14. Quality assurance… is this something edible?

Once your website is live, double-check everything:

  • Click on every link to see that there aren’t any broken ones.
  • See how your website looks in every major browser (Chrome, Firefox, Safari, Edge).
  • See how it looks on every mobile browser.
  • Test the functionality of every form, shopping cart, comments section, etc.

A web page that looks broken, even if it’s functioning, will turn off visitors immediately. It generates instant distrust.

The same goes for any feature that’s expected to work, but isn’t.

On the web, competition is just around the corner – one click away. So make sure that your website looks good and works properly.

15. Ego

The good ol’ ego wreaks havoc in every known industry. Website building is no exception.

1. Don’t get emotionally attached to your website’s design. Always keep in mind that your website is a means to an end – in most cases, a medium that brings you profit.

2. Just because you are successful in many aspects of your life, it doesn’t mean that you understand the value of content or principles of good UI design. This is especially important for entrepreneurs.

Conclusion: Leave website building to professionals.

It’s still a mystery to me why people don’t meddle in an electrician’s or plumber’s work, but they do in a web designer’s.

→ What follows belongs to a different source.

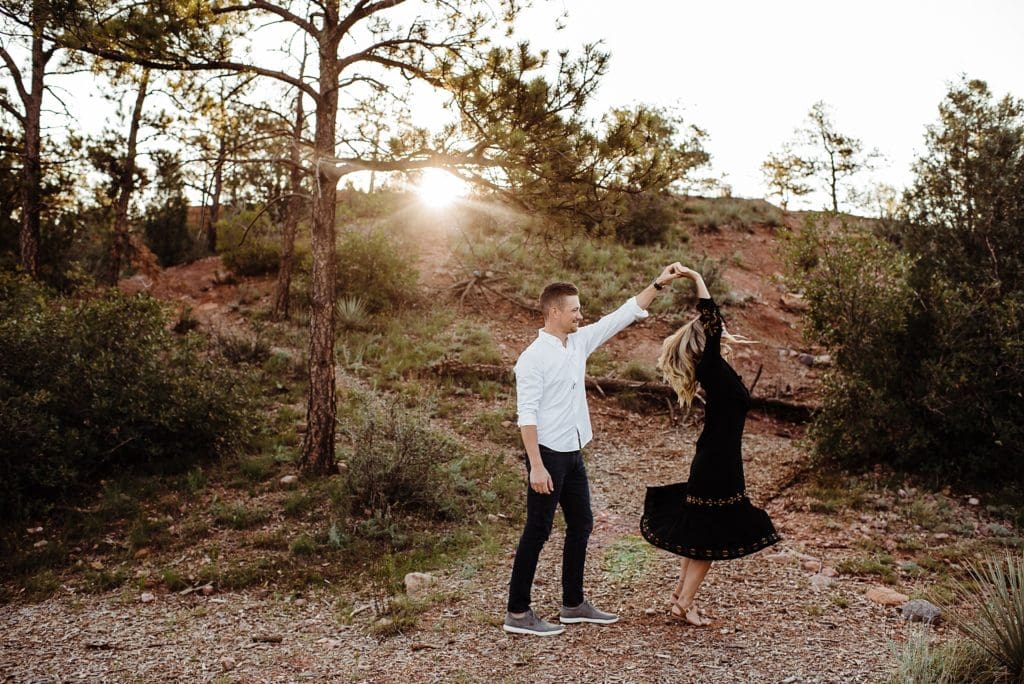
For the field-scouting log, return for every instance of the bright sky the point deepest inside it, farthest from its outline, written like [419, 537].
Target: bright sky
[748, 71]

There is a saying: Everyone thinks they can be a designer or a DJ. Just because you can see and hear, it doesn’t mean that you can actually design a website or entertain people at a party.

16. Website left to rot

Technology changes and you should keep pace with it if you wish to maintain a healthy, successful website. Think not? Do you remember when the first iPhone came out? Responsive web design ensued. Millions of websites lagged behind, being made for desktop only. Responsiveness is a normal thing now.

So, keep up to date. Pay attention to new developments in technology and trends in design. Keep your content actionable and interesting.

And for heaven’s sake, don’t try to be innovative if you’re not a world-class designer. It’s much better (and profitable) to be a trendwhore than trying to be a trendsetter.